Just how badly did things go for Eastman last cycle? This bad:
“Biden won the district by nearly seven points — a roughly 10-point swing from 2016 — while Eastman lost by about five points. This 12-point difference means 6% of voters cast split tickets for Biden and Bacon. GOP Rep. Bacon outperformed Trump by about 17,000 votes. Not only is Eastman the lone Justice Democrats-backed candidate to have run in a swing district, but, in losing a district that Joe Biden won handily, she was the Democratic Party’s most critical under-performer in the cycle.”
Is the far-left on track to repeat their NE-2 mistake in TX-28 this year? Let’s hope not.
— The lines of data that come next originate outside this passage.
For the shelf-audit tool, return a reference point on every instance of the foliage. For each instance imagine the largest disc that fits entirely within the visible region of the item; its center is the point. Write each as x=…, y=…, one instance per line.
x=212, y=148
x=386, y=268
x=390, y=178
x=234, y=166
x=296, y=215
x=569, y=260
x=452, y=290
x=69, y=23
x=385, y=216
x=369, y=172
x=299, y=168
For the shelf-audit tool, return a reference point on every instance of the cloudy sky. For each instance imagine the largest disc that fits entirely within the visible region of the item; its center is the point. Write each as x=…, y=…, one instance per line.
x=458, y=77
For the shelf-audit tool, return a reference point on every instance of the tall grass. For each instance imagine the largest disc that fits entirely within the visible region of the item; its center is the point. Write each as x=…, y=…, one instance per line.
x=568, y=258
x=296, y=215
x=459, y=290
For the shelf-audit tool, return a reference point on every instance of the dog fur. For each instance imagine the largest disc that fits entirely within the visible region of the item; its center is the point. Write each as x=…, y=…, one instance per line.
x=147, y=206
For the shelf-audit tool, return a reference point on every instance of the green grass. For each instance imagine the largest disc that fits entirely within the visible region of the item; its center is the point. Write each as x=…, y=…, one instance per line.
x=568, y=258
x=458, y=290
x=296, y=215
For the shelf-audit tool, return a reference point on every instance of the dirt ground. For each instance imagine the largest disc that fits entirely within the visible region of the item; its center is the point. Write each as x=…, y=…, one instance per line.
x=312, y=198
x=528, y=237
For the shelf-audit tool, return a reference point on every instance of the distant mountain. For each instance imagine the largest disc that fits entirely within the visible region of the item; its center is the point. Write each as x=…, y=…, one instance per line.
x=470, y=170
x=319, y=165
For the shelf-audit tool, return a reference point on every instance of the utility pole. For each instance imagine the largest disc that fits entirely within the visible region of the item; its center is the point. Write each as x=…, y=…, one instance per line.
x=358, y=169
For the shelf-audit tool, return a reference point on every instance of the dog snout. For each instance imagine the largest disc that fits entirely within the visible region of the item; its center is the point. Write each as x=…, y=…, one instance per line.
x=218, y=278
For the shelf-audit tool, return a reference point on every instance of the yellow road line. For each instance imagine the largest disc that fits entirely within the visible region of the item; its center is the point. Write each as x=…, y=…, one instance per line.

The Problem with “Rage Donating”
The political scientist Eitan Hersh coined the term “rage donating” to describe the phenomenon by which hordes of online donors — many of whom gamble on politics like it’s a sport — shower gobs of money on long-shot candidates and campaigns. In his observation, the act of rage donating is far more expressive than it is impactful:
“Online giving, large and small, suffers from a problem of discipline. Rather than stopping and thinking and planning a strategy—which candidate or organization would make the best use of my money?—many online donors are just acting expressively. They see an inspiring video, and they click Donate. They see a good politician take down a bad politician in a debate or in a congressional hearing, and they click Donate. They mourn the loss of Ruth Bader Ginsburg, and they click Donate. Sometimes this money goes to a great campaign or organization that will use it well. Other times, not so much.”
Rage donating has proven itself as a highly effective and reliable means of raising money in a media environment that rewards outrage and conflict. In this supercharged context, the act of donating in response can feel cathartic — a sense of instant gratification. Democrats donate to unwinnable campaigns against most-hated Republicans quite simply because it feels good.
Democratic donors have proven time and time again that they are not efficient allocators of precious resources. If we’re going to win in 2022 and defend our democracy as its darkest hour approaches, it’s time to invest diligently in the districts with the highest ROI — not just those that make us feel good.